April 11, 2025 Elissa Mdawar Comments Off

Elie, a young lawyer and political activist affiliated with the Phalangist Party, never imagined that a simple training session would reshape his outlook on public policy. In November 2024, amid the war on Lebanon, he was invited to attend a disaster management training organized by FDCD. At first, he didn’t expect much—just another workshop he was interested in, he thought.

During one of the sessions, Elie uncovered a major gap in Lebanon’s disaster management policies. Until then, he had never grasped the full complexity of the subject—its legal, international, and social dimensions, or how profoundly underdeveloped Lebanon’s approach to it was. The training didn’t just inform him; it challenged him. It opened his eyes to an area that had been largely invisible in his activism and legal work.

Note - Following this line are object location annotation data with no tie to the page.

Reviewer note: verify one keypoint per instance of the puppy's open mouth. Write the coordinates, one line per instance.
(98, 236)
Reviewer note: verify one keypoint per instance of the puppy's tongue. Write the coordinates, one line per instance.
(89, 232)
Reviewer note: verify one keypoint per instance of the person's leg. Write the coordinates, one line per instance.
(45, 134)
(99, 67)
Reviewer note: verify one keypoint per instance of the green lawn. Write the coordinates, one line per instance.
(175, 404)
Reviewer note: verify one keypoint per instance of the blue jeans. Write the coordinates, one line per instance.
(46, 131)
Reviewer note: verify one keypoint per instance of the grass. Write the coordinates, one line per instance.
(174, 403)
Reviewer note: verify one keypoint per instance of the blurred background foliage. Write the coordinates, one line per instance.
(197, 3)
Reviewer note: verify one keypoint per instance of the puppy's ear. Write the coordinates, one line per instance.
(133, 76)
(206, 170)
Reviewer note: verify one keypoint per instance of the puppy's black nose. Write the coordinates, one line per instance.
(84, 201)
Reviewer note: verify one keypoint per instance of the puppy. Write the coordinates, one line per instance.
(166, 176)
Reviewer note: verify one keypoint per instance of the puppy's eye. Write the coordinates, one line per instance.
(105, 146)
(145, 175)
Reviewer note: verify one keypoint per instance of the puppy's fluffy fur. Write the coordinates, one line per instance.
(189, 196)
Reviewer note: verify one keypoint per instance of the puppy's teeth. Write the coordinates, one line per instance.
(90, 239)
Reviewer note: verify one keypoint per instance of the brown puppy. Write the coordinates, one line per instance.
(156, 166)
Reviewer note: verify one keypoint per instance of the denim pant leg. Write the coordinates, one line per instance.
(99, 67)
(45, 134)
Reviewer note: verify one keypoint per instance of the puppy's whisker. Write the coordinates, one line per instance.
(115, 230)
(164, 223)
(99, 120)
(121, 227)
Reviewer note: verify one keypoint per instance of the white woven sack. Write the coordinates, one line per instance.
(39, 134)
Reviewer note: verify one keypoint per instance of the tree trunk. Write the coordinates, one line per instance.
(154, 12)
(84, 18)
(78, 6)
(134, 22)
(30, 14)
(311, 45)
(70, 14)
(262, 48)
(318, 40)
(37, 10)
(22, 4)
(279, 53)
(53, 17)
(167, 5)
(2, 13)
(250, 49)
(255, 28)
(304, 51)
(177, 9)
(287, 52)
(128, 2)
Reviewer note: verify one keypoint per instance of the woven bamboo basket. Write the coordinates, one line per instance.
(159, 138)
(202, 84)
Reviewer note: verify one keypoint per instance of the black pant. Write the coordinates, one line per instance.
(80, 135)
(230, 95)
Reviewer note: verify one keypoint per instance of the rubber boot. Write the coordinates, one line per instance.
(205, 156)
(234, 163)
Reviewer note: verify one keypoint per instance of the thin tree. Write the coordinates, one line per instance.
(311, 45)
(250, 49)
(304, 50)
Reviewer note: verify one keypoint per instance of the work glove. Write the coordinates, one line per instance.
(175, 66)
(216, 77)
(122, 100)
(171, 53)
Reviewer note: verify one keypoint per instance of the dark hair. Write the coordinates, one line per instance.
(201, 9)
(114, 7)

“I never realized how critical and yet neglected disaster management was in Lebanon until I participated in this training,” Elie later said. “It provided me with the tools to understand the international framework and helped me identify the gaps in Lebanon’s approach.”

Motivated by what he’d learned, Elie took his newfound knowledge further. While attending a program on displacement at the University of Saint Joseph, he applied the framework and insights from the training to draft a policy brief, advocating for the integration of disaster management into national planning—particularly in relation to displacement, a growing crisis in Lebanon.

To his surprise, during his research, Elie discovered that Pierre Gemayel, the former Phalangist leader, had once drafted a disaster management law that was never enacted. This piece of forgotten history struck a personal chord.

“This discovery filled me with pride,” he reflected. “It was a powerful moment that connected my political heritage to my professional journey. It made me realize that meaningful change often starts with what we choose to see—and what we choose to act on.”